A defeat of their plan, the American Health Care Act, would be devastating to the GOP. The party has vowed repeatedly over the past eight years that they would repeal and replace the Affordable Care Act, also known as Obamacare. An inability to do that, with control of the House, Senate and White House, would hurt their image as a party that can govern.

The risks are high for President Trump as well. He has hyped a brand of someone able to strike the best deals. Being unable to get this through, after giving an ultimatum to congressional Republicans Thursday, will raise questions about just how good a deal-maker he is.

It also endangers Trump’s and the GOP’s agenda and casts a cloud over the legislative path forward after an election waged almost entirely as the antithesis to a progressive agenda enacted by former President Obama, Trump’s predecessor.

The vote is still scheduled for late Friday afternoon or early evening, but indications are that while Republican leadership is close, they still don’t quite have the votes. And if the votes aren’t there, even more Republicans could begin to defect, not wanting to have a tough vote hanging over them if the bill is doomed anyway.

Vice President Pence, who canceled a trip out of Washington, is hoping to make one last sale in a meeting with the roughly 40-member, hard-line conservative Freedom Caucus, which so far has refused to budge from their ideological objections against the bill.

In an attempt to win them over, an amendment was added to the bill late Wednesday night, cutting “essential health benefits,” or benefit requirements that insurance companies must cover.
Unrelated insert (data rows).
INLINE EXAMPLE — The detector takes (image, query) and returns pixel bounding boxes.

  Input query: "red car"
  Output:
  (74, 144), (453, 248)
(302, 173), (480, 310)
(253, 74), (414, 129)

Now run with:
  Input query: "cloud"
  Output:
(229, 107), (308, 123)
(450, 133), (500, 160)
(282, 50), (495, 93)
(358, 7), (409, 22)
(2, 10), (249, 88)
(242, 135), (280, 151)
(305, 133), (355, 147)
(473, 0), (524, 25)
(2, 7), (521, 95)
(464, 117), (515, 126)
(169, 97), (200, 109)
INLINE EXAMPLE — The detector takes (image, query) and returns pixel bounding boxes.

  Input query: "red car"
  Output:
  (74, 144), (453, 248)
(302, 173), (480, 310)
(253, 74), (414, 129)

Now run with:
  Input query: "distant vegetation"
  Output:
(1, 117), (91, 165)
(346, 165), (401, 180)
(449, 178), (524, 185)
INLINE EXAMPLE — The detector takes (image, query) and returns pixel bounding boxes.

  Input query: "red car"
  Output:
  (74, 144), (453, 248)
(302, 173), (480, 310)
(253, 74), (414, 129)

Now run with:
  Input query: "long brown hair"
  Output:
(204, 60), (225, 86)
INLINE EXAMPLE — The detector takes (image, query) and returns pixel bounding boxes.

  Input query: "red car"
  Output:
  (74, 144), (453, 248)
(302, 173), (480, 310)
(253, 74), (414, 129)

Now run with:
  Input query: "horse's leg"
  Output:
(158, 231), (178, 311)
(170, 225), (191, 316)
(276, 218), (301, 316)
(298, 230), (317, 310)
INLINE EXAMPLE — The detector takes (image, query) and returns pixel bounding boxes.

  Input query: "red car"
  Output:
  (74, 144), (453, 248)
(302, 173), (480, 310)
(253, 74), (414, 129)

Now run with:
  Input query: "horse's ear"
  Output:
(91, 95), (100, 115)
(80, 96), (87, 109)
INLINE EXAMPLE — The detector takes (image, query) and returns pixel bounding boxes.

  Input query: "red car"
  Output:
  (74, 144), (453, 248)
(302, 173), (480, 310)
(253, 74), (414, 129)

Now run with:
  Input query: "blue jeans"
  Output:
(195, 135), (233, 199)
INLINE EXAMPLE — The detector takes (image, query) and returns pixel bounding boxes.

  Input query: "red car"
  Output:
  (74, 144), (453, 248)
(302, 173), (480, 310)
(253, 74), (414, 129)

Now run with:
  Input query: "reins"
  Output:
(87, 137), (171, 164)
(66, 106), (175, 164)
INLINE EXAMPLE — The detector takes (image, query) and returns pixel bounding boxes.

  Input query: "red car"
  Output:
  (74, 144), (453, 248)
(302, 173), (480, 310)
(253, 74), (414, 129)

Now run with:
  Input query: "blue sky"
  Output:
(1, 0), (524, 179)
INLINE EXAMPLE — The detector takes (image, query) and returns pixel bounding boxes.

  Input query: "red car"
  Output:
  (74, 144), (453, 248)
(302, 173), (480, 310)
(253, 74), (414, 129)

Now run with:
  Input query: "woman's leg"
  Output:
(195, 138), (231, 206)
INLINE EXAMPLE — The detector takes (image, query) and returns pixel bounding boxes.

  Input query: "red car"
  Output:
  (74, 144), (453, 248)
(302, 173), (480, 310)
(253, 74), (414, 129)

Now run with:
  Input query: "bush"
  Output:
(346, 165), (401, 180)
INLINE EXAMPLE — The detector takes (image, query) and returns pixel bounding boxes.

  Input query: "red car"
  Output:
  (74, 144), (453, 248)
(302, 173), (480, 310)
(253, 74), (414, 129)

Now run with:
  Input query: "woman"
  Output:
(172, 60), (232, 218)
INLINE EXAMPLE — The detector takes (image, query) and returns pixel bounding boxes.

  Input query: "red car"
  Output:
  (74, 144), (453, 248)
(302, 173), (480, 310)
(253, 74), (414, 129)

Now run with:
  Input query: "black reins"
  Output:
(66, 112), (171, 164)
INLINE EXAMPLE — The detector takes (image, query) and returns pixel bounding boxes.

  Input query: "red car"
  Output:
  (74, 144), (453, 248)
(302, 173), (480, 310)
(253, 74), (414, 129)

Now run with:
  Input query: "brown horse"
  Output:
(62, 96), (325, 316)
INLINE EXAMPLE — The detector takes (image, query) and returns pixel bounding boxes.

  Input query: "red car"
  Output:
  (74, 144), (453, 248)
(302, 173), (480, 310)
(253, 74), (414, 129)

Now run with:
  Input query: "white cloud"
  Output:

The Freedom Caucus wants to see premiums come down and believe cutting benefits is the way to do that.

But that has had an effect on moderates. For example, Rep. Barbara Comstock, R-Va., who represents a swing district in the D.C. suburbs, said she wouldn’t back the bill, joining more moderate Republicans who are top 2018 Democratic targets who don’t want to take a tough vote that might come back to bite them during the midterms.

Rep. David Joyce, R-Ohio, another centrist Republican, announced he wouldn’t support the bill either, saying in a statement that the GOP’s replacement plan was no better than Obamacare.

And House Appropriations Committee Chairman Rodney Frelinghuysen, R-N.J., also broke ranks from GOP leadership on Friday, announcing that he was a no vote. His reasoning: the current bill adds too many new costs and barriers, along with taking away benefits requirements.

Conservative House Freedom Caucus member Rep. Louie Gohmert, R-Texas, tweeted Friday afternoon that the bill may be pulled altogether.

White House press secretary Sean Spicer maintained at his daily briefing that a vote was still slated for this afternoon. He said Trump had “left everything on the field” to try and woo Republican members, having contacted over 120 members. But his tone and tense were notable.

Spicer wouldn’t concede that the bill might fail, but did admit that “at the end of the day, you can’t force somebody to do something.”

He added, “At the end of the day, this isn’t a dictatorship.”